What I was told was that if it is still an issue two years out, it is probably here to stay. My main issue is the numbness also. My hands – I constantly drop things and cannot use a pen, pencil, paintbrush for very long at all. As an artist, that is the pits. My feet are dumb across the bottom back to my heel and it feels like I have little sand bags under my toes. They tingle all the time. I have to be careful about hot or cold but then if I stub my toe or hit my finger on something, it about puts me on the floor. It is not debilitating but it is aggravating and sometimes depressing.
I hope for you some relief. I would be interested inn what you find out from the neurologist. I will be starting chemo again soon and suspect mine my be getting worse – but then who knows. Good luck on that doctor visit.
@grandma41 yes, the Gabapentin caused dizziness for me. My husband takes it with no issues at all. I almost fell a few times and I decided it was not worth the risk for me. I did take it for a few months; long enough for the mmedication to have worked if it was going to. I may have helped a litte.

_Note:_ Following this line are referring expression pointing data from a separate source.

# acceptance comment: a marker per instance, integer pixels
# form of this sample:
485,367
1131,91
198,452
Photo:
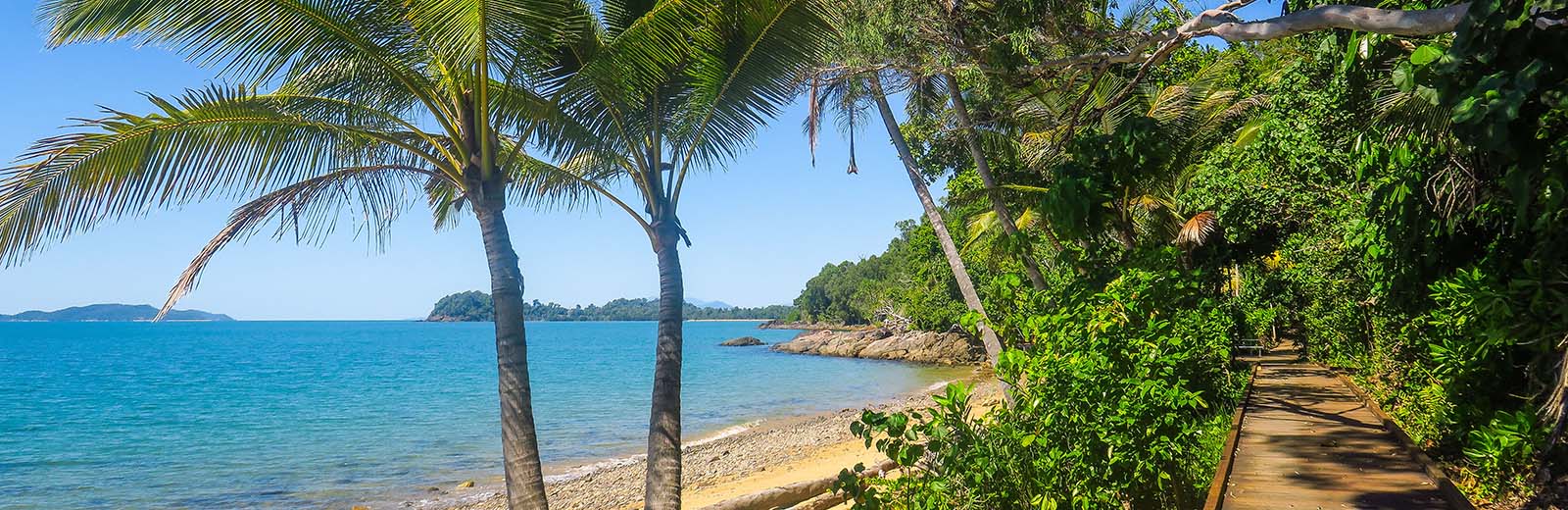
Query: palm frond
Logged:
200,145
255,41
760,54
1197,230
311,209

I have autonomic/peripheral neuropathy caused by GPA/Wegeners (vasculitis) for 6 yrs. I take gabapentin for the pain and cymbalta for the anxiety that goes along with it. I’m seeing a rheumotologist at Mayo Clinic in Scottsdale, AZ for these and he has also prescribed 50mcg fentanyl patches which has helped immensely. The combination does have side effects, mainly dizziness, which I deal with because of the pain relief benefit. The numdness does go along with neuropathy. That is the next most difficult obstacle. Trying to do anything, especially small is very frustrating. Buttons, zippers, coins, etc. are a nightmare at times. However, I have other health issues to deal with as well. More meds and doctors. It appears as though I will be dealing with this for the rest of my life. I turned 65 last Oct 2015.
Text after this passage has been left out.